Below are some alternative examples sourced from the Eartheasy website:

  • Fibreglass Stains – make a paste of baking soda and water.  Use a sponge or soft cloth and gently rub the mix into the stain.  This paste can also be used to clean onboard showers and heads.  While baking soda is an excellent all-round cleaner, keep in mind that it is abrasive, so use with care.  Use lemon or lime juice as a final wipe-down for a shiny, fresh-smelling finish.
  • Windows and Mirrors – mix vinegar, lemon juice and warm water.  Fill a spray bottle with the solution.  Spray it on your windows and wipe with paper towels or newspapers.
  • Chrome – use apple cider vinegar on a soft cloth to rub it clean.  Then, use a fresh cloth with a dab of baby oil to restore it to a bright shine.
  • Brass – Worchester Sauce, vinegar and salt solution.
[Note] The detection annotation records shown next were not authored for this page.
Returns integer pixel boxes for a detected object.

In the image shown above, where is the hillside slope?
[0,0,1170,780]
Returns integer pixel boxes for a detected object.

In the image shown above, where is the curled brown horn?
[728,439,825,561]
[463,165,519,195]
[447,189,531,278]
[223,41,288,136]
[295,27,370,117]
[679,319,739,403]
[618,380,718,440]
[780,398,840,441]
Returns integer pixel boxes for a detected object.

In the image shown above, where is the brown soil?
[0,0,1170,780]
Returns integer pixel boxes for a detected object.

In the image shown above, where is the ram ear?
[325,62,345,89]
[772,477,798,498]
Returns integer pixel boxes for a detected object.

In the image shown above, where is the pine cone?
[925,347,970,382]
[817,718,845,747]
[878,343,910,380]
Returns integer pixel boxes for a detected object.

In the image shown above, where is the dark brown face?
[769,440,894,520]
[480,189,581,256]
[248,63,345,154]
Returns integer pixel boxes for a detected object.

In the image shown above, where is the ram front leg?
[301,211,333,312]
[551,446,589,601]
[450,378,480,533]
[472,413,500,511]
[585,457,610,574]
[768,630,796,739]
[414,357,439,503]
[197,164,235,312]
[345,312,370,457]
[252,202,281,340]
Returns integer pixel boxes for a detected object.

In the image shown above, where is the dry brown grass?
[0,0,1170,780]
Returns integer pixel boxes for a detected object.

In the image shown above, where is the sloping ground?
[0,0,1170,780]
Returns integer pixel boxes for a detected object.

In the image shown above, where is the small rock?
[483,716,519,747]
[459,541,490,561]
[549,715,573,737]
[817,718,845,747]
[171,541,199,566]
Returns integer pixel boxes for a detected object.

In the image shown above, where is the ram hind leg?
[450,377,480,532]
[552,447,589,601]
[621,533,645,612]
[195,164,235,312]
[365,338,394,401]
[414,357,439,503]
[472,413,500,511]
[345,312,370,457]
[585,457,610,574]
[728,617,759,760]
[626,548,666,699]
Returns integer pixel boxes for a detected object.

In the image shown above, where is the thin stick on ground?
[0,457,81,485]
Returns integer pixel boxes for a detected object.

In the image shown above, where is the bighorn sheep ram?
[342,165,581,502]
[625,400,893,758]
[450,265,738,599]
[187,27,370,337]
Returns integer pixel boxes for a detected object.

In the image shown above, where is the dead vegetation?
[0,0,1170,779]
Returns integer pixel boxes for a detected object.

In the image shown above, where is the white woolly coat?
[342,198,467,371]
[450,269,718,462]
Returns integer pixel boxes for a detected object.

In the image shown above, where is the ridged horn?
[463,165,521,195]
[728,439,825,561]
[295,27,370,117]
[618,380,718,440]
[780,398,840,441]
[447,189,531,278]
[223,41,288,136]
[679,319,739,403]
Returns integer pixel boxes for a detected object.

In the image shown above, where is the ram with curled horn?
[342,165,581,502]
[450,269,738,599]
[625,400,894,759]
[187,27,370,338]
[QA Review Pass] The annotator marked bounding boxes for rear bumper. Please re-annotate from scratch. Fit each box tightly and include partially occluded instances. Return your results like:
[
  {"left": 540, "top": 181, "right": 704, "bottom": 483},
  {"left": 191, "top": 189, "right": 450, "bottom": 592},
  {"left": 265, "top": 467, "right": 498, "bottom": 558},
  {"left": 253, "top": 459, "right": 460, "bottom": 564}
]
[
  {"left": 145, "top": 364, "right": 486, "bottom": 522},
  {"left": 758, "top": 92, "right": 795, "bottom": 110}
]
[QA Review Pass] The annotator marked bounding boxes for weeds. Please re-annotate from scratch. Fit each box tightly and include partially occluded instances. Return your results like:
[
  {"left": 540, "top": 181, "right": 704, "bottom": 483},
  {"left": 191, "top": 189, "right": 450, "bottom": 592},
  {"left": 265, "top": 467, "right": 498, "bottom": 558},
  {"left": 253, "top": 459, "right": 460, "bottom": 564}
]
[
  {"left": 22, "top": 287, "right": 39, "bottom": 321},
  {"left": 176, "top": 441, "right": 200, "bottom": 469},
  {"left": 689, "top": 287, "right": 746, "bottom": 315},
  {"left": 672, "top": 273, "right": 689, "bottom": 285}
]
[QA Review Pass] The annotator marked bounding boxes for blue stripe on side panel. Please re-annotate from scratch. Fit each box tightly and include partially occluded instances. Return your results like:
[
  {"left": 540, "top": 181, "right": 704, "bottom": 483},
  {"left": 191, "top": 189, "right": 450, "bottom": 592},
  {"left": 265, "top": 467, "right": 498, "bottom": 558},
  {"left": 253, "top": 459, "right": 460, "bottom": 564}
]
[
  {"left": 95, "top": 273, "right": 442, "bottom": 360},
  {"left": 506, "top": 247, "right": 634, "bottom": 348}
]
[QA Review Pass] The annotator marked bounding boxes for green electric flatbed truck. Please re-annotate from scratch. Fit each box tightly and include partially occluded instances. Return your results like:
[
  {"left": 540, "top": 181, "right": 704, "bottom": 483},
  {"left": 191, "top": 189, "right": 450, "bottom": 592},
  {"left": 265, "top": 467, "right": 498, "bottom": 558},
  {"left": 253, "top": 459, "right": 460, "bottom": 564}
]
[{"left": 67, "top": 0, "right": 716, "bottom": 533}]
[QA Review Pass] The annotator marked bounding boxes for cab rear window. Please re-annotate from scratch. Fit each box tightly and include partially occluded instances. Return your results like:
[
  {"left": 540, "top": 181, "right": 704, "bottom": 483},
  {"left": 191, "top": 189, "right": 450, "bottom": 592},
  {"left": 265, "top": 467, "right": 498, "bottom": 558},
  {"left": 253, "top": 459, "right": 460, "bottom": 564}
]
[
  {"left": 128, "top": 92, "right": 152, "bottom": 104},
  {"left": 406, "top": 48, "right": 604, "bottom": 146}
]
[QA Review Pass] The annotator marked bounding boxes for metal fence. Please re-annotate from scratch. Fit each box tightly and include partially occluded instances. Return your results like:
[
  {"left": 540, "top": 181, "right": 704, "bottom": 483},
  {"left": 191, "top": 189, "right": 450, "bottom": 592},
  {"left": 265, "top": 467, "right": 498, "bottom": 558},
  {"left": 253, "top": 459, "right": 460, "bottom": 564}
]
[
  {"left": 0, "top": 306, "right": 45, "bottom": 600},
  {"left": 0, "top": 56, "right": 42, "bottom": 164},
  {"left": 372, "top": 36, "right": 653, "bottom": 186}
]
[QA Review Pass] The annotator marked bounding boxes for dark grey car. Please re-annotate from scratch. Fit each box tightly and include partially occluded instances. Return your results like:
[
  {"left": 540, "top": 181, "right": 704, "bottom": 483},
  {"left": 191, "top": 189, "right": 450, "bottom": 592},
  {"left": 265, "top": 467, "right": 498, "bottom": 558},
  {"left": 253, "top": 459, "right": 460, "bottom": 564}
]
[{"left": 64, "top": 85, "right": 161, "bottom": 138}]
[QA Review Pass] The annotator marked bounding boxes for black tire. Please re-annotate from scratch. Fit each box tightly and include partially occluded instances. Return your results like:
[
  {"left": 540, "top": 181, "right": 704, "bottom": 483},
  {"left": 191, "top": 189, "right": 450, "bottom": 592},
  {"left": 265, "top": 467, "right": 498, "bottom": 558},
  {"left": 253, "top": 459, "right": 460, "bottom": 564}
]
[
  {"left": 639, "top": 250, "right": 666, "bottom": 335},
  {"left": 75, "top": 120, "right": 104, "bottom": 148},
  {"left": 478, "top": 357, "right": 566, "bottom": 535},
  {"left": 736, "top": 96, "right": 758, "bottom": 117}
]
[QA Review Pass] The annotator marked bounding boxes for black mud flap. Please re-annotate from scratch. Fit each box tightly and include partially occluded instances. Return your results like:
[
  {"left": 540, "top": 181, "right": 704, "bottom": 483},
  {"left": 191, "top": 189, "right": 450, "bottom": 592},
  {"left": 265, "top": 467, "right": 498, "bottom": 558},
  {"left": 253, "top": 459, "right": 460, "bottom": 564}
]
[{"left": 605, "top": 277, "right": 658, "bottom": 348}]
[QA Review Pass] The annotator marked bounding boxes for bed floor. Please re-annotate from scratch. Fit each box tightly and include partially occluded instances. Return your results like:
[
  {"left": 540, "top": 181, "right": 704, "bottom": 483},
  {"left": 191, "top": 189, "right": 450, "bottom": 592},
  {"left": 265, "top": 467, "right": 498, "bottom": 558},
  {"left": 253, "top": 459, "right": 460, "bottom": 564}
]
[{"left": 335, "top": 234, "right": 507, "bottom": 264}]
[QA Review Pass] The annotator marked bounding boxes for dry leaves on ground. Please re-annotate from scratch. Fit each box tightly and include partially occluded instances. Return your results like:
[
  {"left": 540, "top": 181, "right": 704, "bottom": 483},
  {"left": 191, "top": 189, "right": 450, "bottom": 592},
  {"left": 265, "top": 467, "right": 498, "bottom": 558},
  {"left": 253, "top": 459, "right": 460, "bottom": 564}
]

  • Copper Fittings – make a past of either lemon or lime juice and salt.  Rub gently to clean.
  • Stainless Steel – clean with a cloth dampened with undiluted white vinegar.
  • Aluminium – using a soft cloth, clean with a solution of cream of tartar and water.
  • Plastic Surfaces – use a mixture of one part white vinegar and two parts warm water.
  • Decks – use a mixture of one part white vinegar and eight parts warm water.
  • Interior Woods – can be cleaned by using olive oil or almond oil.  The oil will provide natural moisturizers for the wood and add shine at the same time.  Don’t use these oils on exterior surfaces, however, since they don’t hold up in direct sun.

Results may vary and we suggest you test on a small piece first.